Every 3 months, assessments were performed by a research nurse who was blinded to the allocated treatment group. Primary end points were functional ability, measured by the Dutch version of the Health Assessment Questionnaire (D-HAQ) (27), and radiographic joint damage according to the modified Sharp/Van der Heijde score (SHS), with a range of 0–448 (28), assessed on radiographs of the hands and feet obtained at baseline and after 1 year of followup. Higher D-HAQ scores indicate poorer function. All radiographs were read by 2 trained assessors who were blinded to the patient's identity, treatment center, and date of radiograph and who scored the radiographs paired, in random order, and independently. The intraobserver coefficients were 0.93 and 0.94, and the interobserver coefficient was 0.93. The mean score of the 2 assessors was used for the analysis. A patient was classified as having erosive disease if the mean erosion score was >0.5. Progression of radiographic joint damage was defined as a change in radiographic score greater than the smallest detectable difference (SDD), as well as by a change (in the total ragiographic score) >0.5 (29, 30). The SDD was 5.92, 3.76, and 3.75 for total SHS, erosion score, and joint space narrowing score, respectively. Secondary end points were 20%, 50%, and 70% improvement according to the ACR response criteria (31) and clinical remission, defined as a DAS44 of <1.6 (32).
To maintain uniformity in scoring and assessment quality, all research nurses were trained at study initiation and every 6 months thereafter. Two trial physicians verified adherence to the protocol every 3 months. All protocol deviations were recorded.
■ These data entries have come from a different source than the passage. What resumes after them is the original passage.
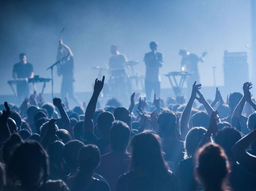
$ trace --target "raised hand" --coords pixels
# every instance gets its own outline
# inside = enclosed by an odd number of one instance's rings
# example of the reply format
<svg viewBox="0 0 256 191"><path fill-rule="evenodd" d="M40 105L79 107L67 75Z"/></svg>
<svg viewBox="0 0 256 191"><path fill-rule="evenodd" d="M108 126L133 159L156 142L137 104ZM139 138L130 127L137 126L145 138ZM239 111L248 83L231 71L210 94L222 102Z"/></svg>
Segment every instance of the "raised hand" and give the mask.
<svg viewBox="0 0 256 191"><path fill-rule="evenodd" d="M102 78L102 80L101 81L99 80L98 78L95 80L95 83L94 84L94 92L99 94L103 88L103 86L104 85L104 81L105 81L105 76L103 75Z"/></svg>
<svg viewBox="0 0 256 191"><path fill-rule="evenodd" d="M53 100L53 105L56 107L58 107L62 106L61 100L59 98L55 98Z"/></svg>
<svg viewBox="0 0 256 191"><path fill-rule="evenodd" d="M153 103L157 108L160 107L160 98L158 97L158 99L156 98L155 93L154 94L154 100Z"/></svg>
<svg viewBox="0 0 256 191"><path fill-rule="evenodd" d="M7 102L5 102L4 105L5 110L3 111L3 114L0 116L0 122L1 123L6 123L7 121L7 119L11 114L10 108L8 105Z"/></svg>
<svg viewBox="0 0 256 191"><path fill-rule="evenodd" d="M250 89L252 88L252 83L245 82L243 86L244 96L245 98L245 100L247 102L250 102L252 100L252 96L250 91Z"/></svg>
<svg viewBox="0 0 256 191"><path fill-rule="evenodd" d="M159 129L159 125L157 123L158 116L158 113L154 111L151 113L151 114L150 115L150 119L148 120L150 123L153 127L153 130L156 132L158 132Z"/></svg>
<svg viewBox="0 0 256 191"><path fill-rule="evenodd" d="M196 81L195 81L194 84L193 84L192 92L191 92L191 98L194 100L196 99L197 91L201 88L201 86L202 86L201 84L196 85Z"/></svg>

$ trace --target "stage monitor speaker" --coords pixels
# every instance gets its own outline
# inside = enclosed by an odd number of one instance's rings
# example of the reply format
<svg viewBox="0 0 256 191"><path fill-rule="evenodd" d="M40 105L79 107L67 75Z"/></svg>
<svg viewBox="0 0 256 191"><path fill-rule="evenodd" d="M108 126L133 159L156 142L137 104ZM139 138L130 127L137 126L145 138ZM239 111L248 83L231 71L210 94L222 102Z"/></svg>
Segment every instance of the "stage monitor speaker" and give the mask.
<svg viewBox="0 0 256 191"><path fill-rule="evenodd" d="M249 68L246 52L224 52L225 87L230 92L241 91L243 84L249 80Z"/></svg>

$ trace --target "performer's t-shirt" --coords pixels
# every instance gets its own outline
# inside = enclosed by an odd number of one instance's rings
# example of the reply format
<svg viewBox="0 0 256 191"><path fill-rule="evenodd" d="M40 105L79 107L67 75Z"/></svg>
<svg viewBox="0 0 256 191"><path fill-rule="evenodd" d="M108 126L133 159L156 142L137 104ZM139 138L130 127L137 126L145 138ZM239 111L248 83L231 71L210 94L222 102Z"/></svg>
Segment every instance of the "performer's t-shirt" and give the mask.
<svg viewBox="0 0 256 191"><path fill-rule="evenodd" d="M30 63L27 63L24 64L20 62L15 64L13 66L13 72L17 73L18 78L29 77L33 72L33 66Z"/></svg>
<svg viewBox="0 0 256 191"><path fill-rule="evenodd" d="M155 54L153 52L146 53L144 56L146 64L145 81L150 82L160 82L159 75L159 61L163 62L162 54L160 52Z"/></svg>
<svg viewBox="0 0 256 191"><path fill-rule="evenodd" d="M113 55L109 59L110 69L124 69L125 67L122 64L127 61L127 58L124 54Z"/></svg>
<svg viewBox="0 0 256 191"><path fill-rule="evenodd" d="M195 54L190 53L187 56L183 57L181 60L181 66L185 66L187 70L194 73L198 73L197 63L199 61L198 57Z"/></svg>

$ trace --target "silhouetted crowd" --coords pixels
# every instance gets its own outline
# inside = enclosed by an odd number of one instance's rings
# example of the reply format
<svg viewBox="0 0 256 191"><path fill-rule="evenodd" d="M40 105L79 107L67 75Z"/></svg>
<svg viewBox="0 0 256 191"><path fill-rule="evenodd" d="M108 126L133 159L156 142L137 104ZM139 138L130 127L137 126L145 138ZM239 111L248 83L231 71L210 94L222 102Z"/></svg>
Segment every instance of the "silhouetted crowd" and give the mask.
<svg viewBox="0 0 256 191"><path fill-rule="evenodd" d="M256 190L251 83L225 101L195 82L186 104L134 93L129 108L115 98L101 108L104 78L72 109L35 92L0 105L0 191Z"/></svg>

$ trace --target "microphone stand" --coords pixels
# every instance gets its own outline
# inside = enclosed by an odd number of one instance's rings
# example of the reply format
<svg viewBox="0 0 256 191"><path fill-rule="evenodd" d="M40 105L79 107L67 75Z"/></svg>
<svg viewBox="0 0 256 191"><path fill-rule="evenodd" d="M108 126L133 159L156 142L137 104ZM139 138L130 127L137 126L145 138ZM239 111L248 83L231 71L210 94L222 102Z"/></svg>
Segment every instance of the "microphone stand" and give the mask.
<svg viewBox="0 0 256 191"><path fill-rule="evenodd" d="M61 62L68 58L69 55L70 55L69 54L68 56L57 61L46 69L46 70L48 70L49 69L51 69L51 73L52 76L52 98L53 99L53 67L57 65Z"/></svg>

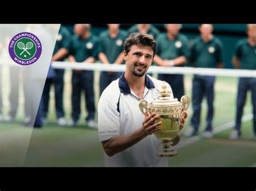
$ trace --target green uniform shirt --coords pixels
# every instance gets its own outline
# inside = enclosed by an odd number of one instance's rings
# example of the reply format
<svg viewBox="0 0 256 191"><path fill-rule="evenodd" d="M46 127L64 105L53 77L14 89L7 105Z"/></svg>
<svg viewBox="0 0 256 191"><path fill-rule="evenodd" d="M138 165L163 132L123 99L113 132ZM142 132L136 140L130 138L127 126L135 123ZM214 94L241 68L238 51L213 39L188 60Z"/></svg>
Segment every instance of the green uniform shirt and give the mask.
<svg viewBox="0 0 256 191"><path fill-rule="evenodd" d="M60 26L59 33L57 37L55 47L54 47L53 55L62 48L65 48L69 50L71 38L71 36L69 30L64 26ZM59 61L63 61L64 59L65 58L63 58Z"/></svg>
<svg viewBox="0 0 256 191"><path fill-rule="evenodd" d="M238 41L235 55L240 60L241 69L256 69L256 46L251 46L247 39Z"/></svg>
<svg viewBox="0 0 256 191"><path fill-rule="evenodd" d="M171 40L166 33L159 34L157 38L156 54L162 59L171 60L177 57L189 56L188 40L183 34L179 34L175 39Z"/></svg>
<svg viewBox="0 0 256 191"><path fill-rule="evenodd" d="M223 62L223 45L220 40L214 37L207 43L201 37L197 38L191 47L191 61L196 67L216 68Z"/></svg>
<svg viewBox="0 0 256 191"><path fill-rule="evenodd" d="M129 29L128 29L127 32L129 34L134 32L139 32L139 30L138 30L138 24L134 25L131 27ZM147 31L147 33L152 36L154 39L156 39L158 34L159 34L160 32L155 26L151 25L150 30L149 31Z"/></svg>
<svg viewBox="0 0 256 191"><path fill-rule="evenodd" d="M71 39L71 54L77 62L83 62L90 56L97 59L98 45L98 38L92 34L87 39L74 35Z"/></svg>
<svg viewBox="0 0 256 191"><path fill-rule="evenodd" d="M123 50L123 45L127 33L119 30L118 35L114 38L110 38L109 31L103 31L100 35L99 53L106 54L110 63L113 63Z"/></svg>

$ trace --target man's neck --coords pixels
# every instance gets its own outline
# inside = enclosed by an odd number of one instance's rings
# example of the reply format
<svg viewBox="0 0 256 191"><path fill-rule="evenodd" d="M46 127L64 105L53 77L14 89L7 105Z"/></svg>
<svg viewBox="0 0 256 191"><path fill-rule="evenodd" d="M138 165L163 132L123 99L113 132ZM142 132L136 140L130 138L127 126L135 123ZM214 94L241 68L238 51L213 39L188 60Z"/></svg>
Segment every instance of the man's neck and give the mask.
<svg viewBox="0 0 256 191"><path fill-rule="evenodd" d="M203 41L205 43L208 43L213 38L213 36L212 34L207 36L201 36L201 38L203 40Z"/></svg>
<svg viewBox="0 0 256 191"><path fill-rule="evenodd" d="M140 99L142 99L145 89L145 78L146 75L142 77L135 76L132 74L125 72L124 77L131 90L133 91Z"/></svg>
<svg viewBox="0 0 256 191"><path fill-rule="evenodd" d="M87 39L89 38L90 36L91 36L91 33L90 32L86 32L86 33L84 33L82 36L82 38L83 39Z"/></svg>
<svg viewBox="0 0 256 191"><path fill-rule="evenodd" d="M249 45L251 46L254 46L256 45L256 41L251 38L248 38L248 43L249 43Z"/></svg>

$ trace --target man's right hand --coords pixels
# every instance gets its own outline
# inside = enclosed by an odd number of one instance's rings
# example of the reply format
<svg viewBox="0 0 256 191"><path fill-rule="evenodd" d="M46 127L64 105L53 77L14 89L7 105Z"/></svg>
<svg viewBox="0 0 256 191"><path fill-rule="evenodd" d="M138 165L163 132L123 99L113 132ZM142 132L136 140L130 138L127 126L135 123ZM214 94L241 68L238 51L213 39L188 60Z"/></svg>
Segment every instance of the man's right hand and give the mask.
<svg viewBox="0 0 256 191"><path fill-rule="evenodd" d="M156 121L159 119L159 116L156 115L156 113L153 112L149 115L147 111L145 112L146 117L142 123L142 129L143 132L147 136L152 135L156 131L161 130L161 125L162 122L161 121L155 123Z"/></svg>

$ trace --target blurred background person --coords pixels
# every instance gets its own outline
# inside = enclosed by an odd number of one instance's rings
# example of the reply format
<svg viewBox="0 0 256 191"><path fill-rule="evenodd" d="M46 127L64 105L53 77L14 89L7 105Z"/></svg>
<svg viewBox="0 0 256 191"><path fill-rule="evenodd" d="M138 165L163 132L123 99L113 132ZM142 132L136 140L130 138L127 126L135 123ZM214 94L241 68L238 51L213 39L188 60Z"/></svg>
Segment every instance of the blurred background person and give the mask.
<svg viewBox="0 0 256 191"><path fill-rule="evenodd" d="M223 67L223 45L220 40L212 34L212 24L204 24L199 26L200 36L197 38L191 49L191 62L192 66L201 68ZM206 128L202 136L211 138L213 118L213 99L215 76L194 75L192 85L192 106L193 114L191 118L191 128L184 132L186 136L198 133L200 125L201 103L206 96L208 105Z"/></svg>
<svg viewBox="0 0 256 191"><path fill-rule="evenodd" d="M165 25L166 33L160 34L157 38L157 47L154 61L164 67L184 66L189 56L188 40L179 32L180 24ZM183 74L158 74L158 79L165 81L172 86L174 98L180 101L184 95Z"/></svg>
<svg viewBox="0 0 256 191"><path fill-rule="evenodd" d="M158 29L150 24L139 24L134 25L128 29L127 32L128 34L136 32L147 33L153 37L154 39L156 39L158 34L160 33L160 31Z"/></svg>
<svg viewBox="0 0 256 191"><path fill-rule="evenodd" d="M56 25L49 25L50 27L58 27ZM52 29L54 30L55 29ZM52 61L63 61L69 54L70 46L71 34L67 29L60 26L54 48ZM49 110L49 95L51 84L54 85L55 110L57 124L59 126L66 124L65 112L63 109L64 69L50 69L43 91L43 117L44 122L46 122Z"/></svg>
<svg viewBox="0 0 256 191"><path fill-rule="evenodd" d="M125 31L119 29L120 24L109 24L108 30L100 34L99 59L103 63L124 63L123 45L127 37ZM112 81L117 79L122 73L102 72L100 77L100 95Z"/></svg>
<svg viewBox="0 0 256 191"><path fill-rule="evenodd" d="M71 62L94 63L98 54L98 38L91 33L91 25L76 24L75 35L72 37L70 47ZM95 122L95 102L93 88L93 70L74 69L72 74L72 119L71 126L77 126L81 112L81 91L85 92L85 103L88 115L86 118L87 126L96 128Z"/></svg>
<svg viewBox="0 0 256 191"><path fill-rule="evenodd" d="M256 24L247 25L248 38L238 41L233 57L233 64L237 69L256 70ZM231 139L241 136L241 120L247 91L251 90L253 112L253 130L256 138L256 77L240 77L237 98L235 125L230 134Z"/></svg>

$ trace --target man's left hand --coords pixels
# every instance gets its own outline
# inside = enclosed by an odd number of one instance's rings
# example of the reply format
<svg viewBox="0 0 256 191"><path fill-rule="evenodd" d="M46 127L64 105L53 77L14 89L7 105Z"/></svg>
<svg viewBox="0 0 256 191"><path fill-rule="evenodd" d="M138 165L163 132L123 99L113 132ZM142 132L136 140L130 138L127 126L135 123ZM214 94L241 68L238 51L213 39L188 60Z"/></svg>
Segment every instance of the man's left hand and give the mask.
<svg viewBox="0 0 256 191"><path fill-rule="evenodd" d="M187 113L184 109L181 110L181 118L180 119L180 125L179 126L179 130L180 131L184 126L185 119L187 117Z"/></svg>

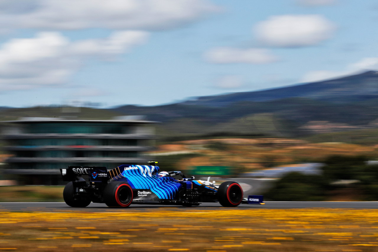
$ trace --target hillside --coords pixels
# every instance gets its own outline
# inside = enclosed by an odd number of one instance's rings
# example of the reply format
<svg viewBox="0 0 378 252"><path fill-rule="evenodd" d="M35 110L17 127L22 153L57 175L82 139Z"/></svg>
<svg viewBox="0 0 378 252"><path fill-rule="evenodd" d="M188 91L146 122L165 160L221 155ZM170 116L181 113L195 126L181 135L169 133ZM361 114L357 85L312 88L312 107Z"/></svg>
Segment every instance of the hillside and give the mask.
<svg viewBox="0 0 378 252"><path fill-rule="evenodd" d="M378 128L378 72L167 105L112 110L162 122L163 136L299 136ZM269 119L268 119L269 118Z"/></svg>
<svg viewBox="0 0 378 252"><path fill-rule="evenodd" d="M157 134L170 140L363 132L378 128L377 73L370 71L322 82L204 96L155 106L73 108L77 110L73 113L57 107L2 107L0 121L25 117L108 119L121 115L144 115L149 120L161 122L156 126Z"/></svg>
<svg viewBox="0 0 378 252"><path fill-rule="evenodd" d="M263 91L203 96L184 103L224 106L242 101L266 101L293 97L338 103L378 98L378 72L369 71L338 79Z"/></svg>

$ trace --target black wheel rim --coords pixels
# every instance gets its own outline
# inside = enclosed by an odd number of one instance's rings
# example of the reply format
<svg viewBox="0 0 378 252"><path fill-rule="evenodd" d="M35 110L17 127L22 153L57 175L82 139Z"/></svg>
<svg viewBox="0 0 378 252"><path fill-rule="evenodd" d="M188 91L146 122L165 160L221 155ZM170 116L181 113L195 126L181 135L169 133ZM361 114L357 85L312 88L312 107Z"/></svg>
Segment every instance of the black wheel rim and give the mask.
<svg viewBox="0 0 378 252"><path fill-rule="evenodd" d="M232 203L237 203L242 199L242 194L240 188L236 185L233 185L230 188L229 191L230 200Z"/></svg>
<svg viewBox="0 0 378 252"><path fill-rule="evenodd" d="M129 202L131 198L130 190L127 187L122 187L118 189L118 200L122 204L127 204Z"/></svg>

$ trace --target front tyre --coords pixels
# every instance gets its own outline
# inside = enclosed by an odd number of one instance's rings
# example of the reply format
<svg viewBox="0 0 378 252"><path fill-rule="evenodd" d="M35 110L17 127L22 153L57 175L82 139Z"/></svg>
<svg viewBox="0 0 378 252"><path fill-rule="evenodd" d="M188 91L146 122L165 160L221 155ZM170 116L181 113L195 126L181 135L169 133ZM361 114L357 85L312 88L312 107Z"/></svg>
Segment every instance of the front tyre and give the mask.
<svg viewBox="0 0 378 252"><path fill-rule="evenodd" d="M223 207L237 207L243 199L243 190L238 183L223 182L218 189L218 200Z"/></svg>
<svg viewBox="0 0 378 252"><path fill-rule="evenodd" d="M125 182L110 182L104 190L104 200L108 207L127 207L133 201L133 190Z"/></svg>
<svg viewBox="0 0 378 252"><path fill-rule="evenodd" d="M85 207L91 203L91 199L85 196L74 196L73 183L68 182L63 190L63 199L66 204L72 207Z"/></svg>

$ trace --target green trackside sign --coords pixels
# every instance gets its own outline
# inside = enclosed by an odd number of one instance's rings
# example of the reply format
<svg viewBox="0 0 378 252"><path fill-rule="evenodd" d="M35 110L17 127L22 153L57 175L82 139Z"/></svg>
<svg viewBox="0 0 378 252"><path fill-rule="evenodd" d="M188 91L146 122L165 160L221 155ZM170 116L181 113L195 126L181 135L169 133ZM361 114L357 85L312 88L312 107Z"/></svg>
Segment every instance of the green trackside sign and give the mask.
<svg viewBox="0 0 378 252"><path fill-rule="evenodd" d="M200 175L228 175L231 167L227 166L195 166L192 172Z"/></svg>

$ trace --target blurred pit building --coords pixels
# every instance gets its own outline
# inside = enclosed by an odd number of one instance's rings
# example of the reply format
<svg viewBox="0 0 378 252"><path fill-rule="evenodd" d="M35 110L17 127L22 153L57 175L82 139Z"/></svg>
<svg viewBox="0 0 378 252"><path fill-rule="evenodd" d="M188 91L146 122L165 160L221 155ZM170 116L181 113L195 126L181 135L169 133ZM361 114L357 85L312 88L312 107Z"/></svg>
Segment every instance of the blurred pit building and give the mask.
<svg viewBox="0 0 378 252"><path fill-rule="evenodd" d="M59 168L69 165L112 169L146 162L144 153L154 145L154 122L32 117L2 122L3 149L12 154L3 176L20 184L58 185L63 183Z"/></svg>

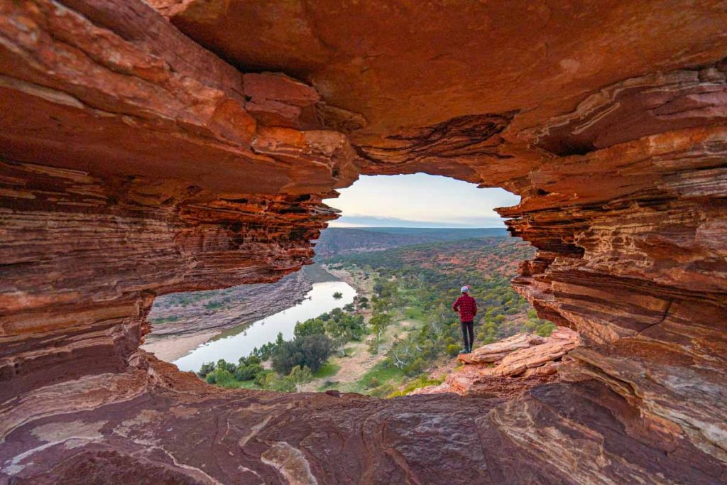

At each control visit, the following laboratory tests were performed: ESR, complete blood cell count, and serum levels of ALT, gamma glutamyl transpeptidase, bilirubin, lactate dehydrogenase, creatinine, electrolytes, and glucose. The treating physician recorded all adverse events (AEs) and serious AEs and, if necessary, made treatment adjustments in accordance with the protocol. Serious AEs were defined as any adverse reaction resulting in any of the following outcomes: a life-threatening condition or death, a significant or permanent disability, a malignancy, hospitalization or prolongation of hospitalization, a congenital abnormality, or a birth defect.
A total sample size of 468 patients (117 per group) was needed to obtain 80% power to detect a difference of at least 0.2 in the D-HAQ score, which was set as a clinically relevant difference, with a 5% significance level and adjusting for multiple comparisons between groups, assuming an SD of 0.45. This sample size also ensured >80% power to detect a difference of ≥20% in the change score of radiographic damage as measured by the SHS.
All outcomes were calculated in an intention-to-treat (ITT) analysis using all available data. Measures with a Gaussian distribution, expressed as the mean and SD, were analyzed using a one-way analysis of variance. In the case of an overall significant difference between the groups, a post hoc least significant difference test was performed for the primary outcomes, and Tukey's honestly significant difference test was used for the secondary outcomes to correct for multiple testing. Outcome measurements with a non-Gaussian distribution, expressed as the median and interquartile range (IQR), were analyzed by the Kruskal-Wallis test. Pairwise comparisons between groups were performed using the Mann-Whitney U test. For the SHS, the change scores were reported both as the mean and as the median. Categorical variables such as sex and rheumatoid factor (RF) positivity were compared between treatment groups using the chi-square test. A subgroup analysis of the progression of radiographic joint damage was performed in patients who either did or did not have erosive disease at baseline.